Het is inmiddels twee jaar na de eerste tekenen van de coronapandemie. De effecten hiervan zijn de afgelopen periode groot geweest, en zullen de komende tijd niet minder worden. Voor veel branche- en beroepsverenigingen betekent dat ook een extra uitdaging in hun ledenbinding. Maar kan deze periode misschien juist extra kansen bieden?
“De fase dat we ‘het nog wel even konden overbruggen’ is inmiddels wel echt voorbij”, begint Jos Wesselink. Hij is als associate partner betrokken bij Wissenraet Van Spaendonck en samen met Carmen de Jonge en Rob Bongenaar het brein achter Vereniging 3.0 – The Next Step. In die hoedanigheid spreekt hij veel branche- en beroepsverenigingen die worstelen in deze fase. “Je kan nu niet meer denken; we wachten het even af. En dat vraagt om een transformatie. Maar wat betekent dat voor de sector/beroepsgroep, de leden, maar ook de vereniging zelf?”
Plan voor ledenbinding
Als alles voorgoed anders wordt, ziet de context van de leden er misschien ook wel anders uit. “Misschien zijn sommige veranderingen zelfs wel een kans. Misschien wilde je al een tijd veranderen, en is dit juist het moment om dat aan te pakken.” Jos roept verenigingen op om daarover na te denken en ook om de ledenbinding planmatig te benaderen. “Dat gebeurt eigenlijk heel weinig. Veel verenigingen hebben geen ‘verbindingsplan’, maar het is belangrijk om dit ook vanuit je doelstellingen aan te pakken. Allereerst: wat wil je eigenlijk? Wil je meer contact, juist levendig contact, dat leden ook wat brengen in plaats van alleen maar halen, verbinden met jongere generaties?” Juist nu kan een goed moment zijn om zo’n plan eens te maken of bestaande plannen aan te passen.
Leden in beeld
Binnen het gedachtengoed van Vereniging 3.0 gaat het ook om het toekomstbestendig maken van de vereniging. Dat start bij de positie van het individuele lid, zijn of haar verwachtingspatroon en de toegevoegde waarde die de vereniging weet te bereiken op hun ‘span of control’. “We zien een trend van vaste commissies of werkgroepen naar meer korte termijn communities die werken aan verbindende sectorspecifieke projecten met een ‘kop en een staart’. Ook hier weer ledenbinding: zo kan je meer leden bij meer hele concrete projecten betrekken, waar je hun expertise op uitvraagt.

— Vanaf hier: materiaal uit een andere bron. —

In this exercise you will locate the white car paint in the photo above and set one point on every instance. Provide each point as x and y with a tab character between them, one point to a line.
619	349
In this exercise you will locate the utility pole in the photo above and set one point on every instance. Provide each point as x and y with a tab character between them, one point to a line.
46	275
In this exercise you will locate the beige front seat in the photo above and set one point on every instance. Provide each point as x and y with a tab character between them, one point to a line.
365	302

Dan is het natuurlijk wel belangrijk dat je die leden scherp in beeld hebt: niet alleen de NAW-gegevens, maar ook hun strategische doelen, kennis, expertise en competenties. Dus meer focus op de ‘klant van de klant’ en de gevoelde belangen van de leden. De kans is groot dat die belangen zijn veranderd in het huidige tijdsbeeld.”
Online mogelijkheden
Hoe past corona nu in dit geheel? Online vergaderingen zijn een gevaar voor ledenbinding en veel verenigingen zien hun leden afhaken, of zelfs uitstromen. En dat terwijl je juist ook online kan verbinden. “Ja, je moet nu extra je best doen om het online aantrekkelijk te maken, bijvoorbeeld met een inspirerende spreker of interactieve vorm. Maar voor die communities en het planmatig werken kunnen de nieuwe technologieën een uitkomst bieden. Je communiceert makkelijk in een WhatsApp-groep, werkt gezamenlijk in documenten op SharePoint, hebt geen reisafstand voor je afspraak in Teams en krijgt automatisch herinneringen van je online projectmanagement programma.”

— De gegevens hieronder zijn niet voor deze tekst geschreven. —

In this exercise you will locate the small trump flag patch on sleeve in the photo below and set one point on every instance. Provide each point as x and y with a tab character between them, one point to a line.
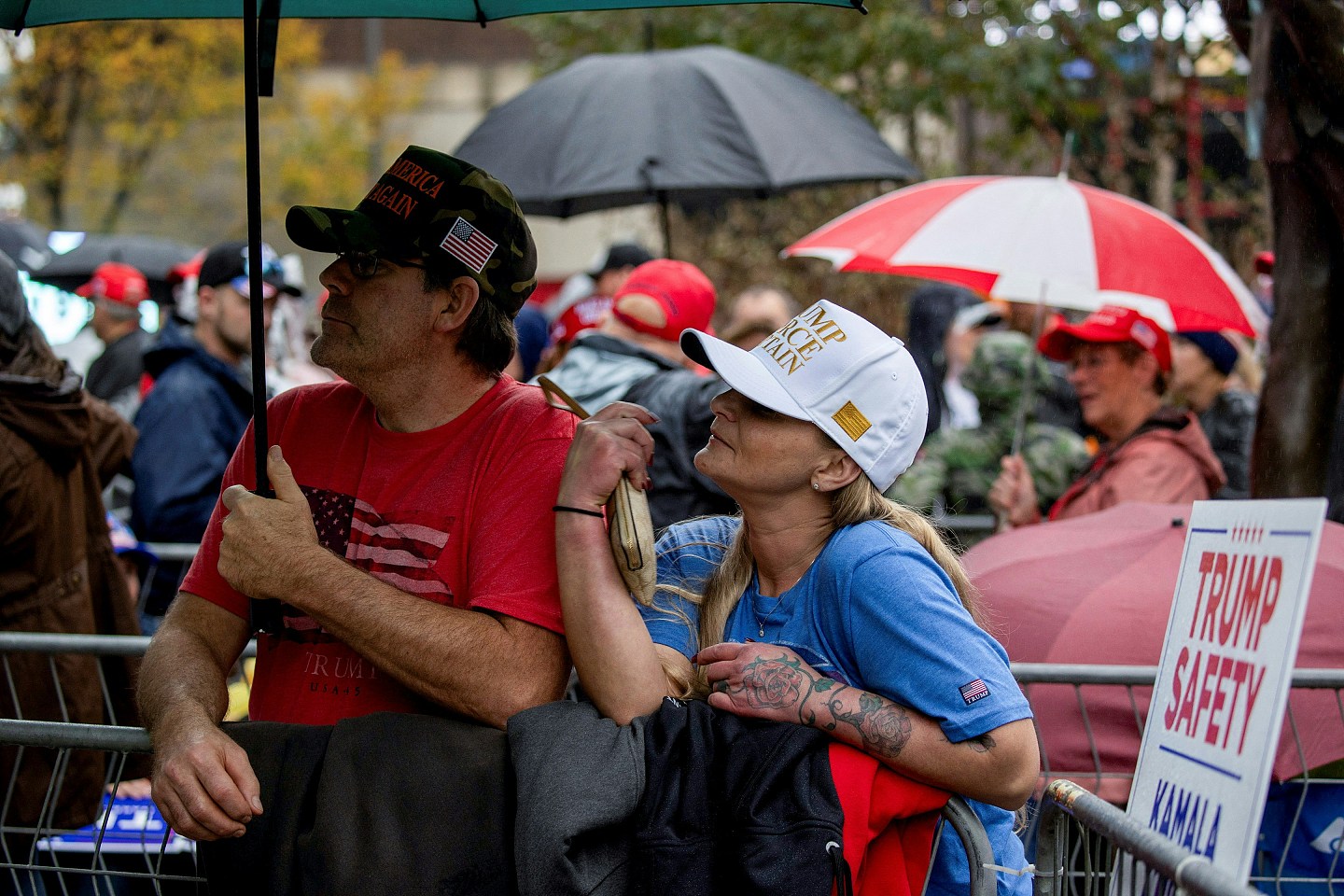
974	691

Tot slot: je eigen zichtbaarheid is een belangrijke factor bij ledenbinding. Het juiste beeld naar buiten creëert een stuk trots bij de leden op hun sector of beroepsgroep. Veel verenigingen hebben daarom juist in dit moeilijke maatschappelijke vaarwater volop ingezet op hun lobby en belangenbehartiging.